The therapy recommendations for 100 HNSCC cases generated by each LLM, 50 cases of recurrence and 50 cases of distant metastasis were evaluated by two independent reviewers. The primary outcome measured was the quality of the therapy recommendations measured by the following parameters: clinical recommendation, explanation, and summarization.

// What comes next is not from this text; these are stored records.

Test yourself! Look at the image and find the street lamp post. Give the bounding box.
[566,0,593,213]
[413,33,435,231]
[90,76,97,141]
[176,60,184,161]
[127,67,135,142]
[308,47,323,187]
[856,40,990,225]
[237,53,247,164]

In this study, ChatGPT 4o and 4.0 provided mostly general answers for surgery, palliative care, or systemic therapy. ChatGPT 4o proved to be 48.5% faster than ChatGPT 4.0. For clinical recommendation, explanation, and summarization both LLMs obtained high scores in terms of performance of therapy recommendations, with no significant differences between both LLMs, but demonstrated to be mostly an assisting tool, requiring validation by an experienced clinician due to a lack of transparency and sometimes recommending treatment modalities that are not part of the current treatment guidelines.
This research demonstrates that ChatGPT 4o and 4.0 share a similar performance, while ChatGPT 4o is significantly faster. Since the current versions cannot tailor therapy recommendations, and sometimes recommend incorrect treatment options and lack information on the source material, advanced AI models at the moment can merely assist in the MDT setting for recurrent/metastatic HNSCC.
复发性和转移性头颈部鳞状细胞癌(HNSCC)的治疗管理复杂,需要在多学科肿瘤委员会(MDT)中进行讨论。虽然人工智能(AI)已显著改进,可协助医疗保健专业人员为原发性病例做出明智的治疗决策,但在更为复杂的复发/转移情况下的应用尚未得到评估。本研究还首次对最近发布的大语言模型ChatGPT 4o与ChatGPT 4.0提供治疗建议进行了比较评估。
由每个大语言模型生成的100例HNSCC病例的治疗建议,包括50例复发和50例远处转移,由两名独立评审员进行评估。测量主要结果是通过以下参数衡量的治疗建议质量:临床建议、解释和总结。
在本研究中,ChatGPT 4o和4.0提供的大多是关于手术、姑息治疗或全身治疗的一般性答案。ChatGPT 4o被证明比ChatGPT 4.0快48.5%。对于临床建议、解释和总结,两个大语言模型在治疗建议性能方面均获得高分,两者之间无显著差异,但均显示主要是辅助工具,由于缺乏透明度且有时推荐不属于当前治疗指南的治疗方式,因此需要经验丰富的临床医生进行验证。
本研究表明ChatGPT 4o和4.0表现相似,而ChatGPT 4o速度明显更快。由于当前版本无法定制治疗建议,有时推荐错误的治疗选择且缺乏关于源材料的信息,目前先进的人工智能模型仅能在MDT环境中辅助复发性/转移性HNSCC的治疗。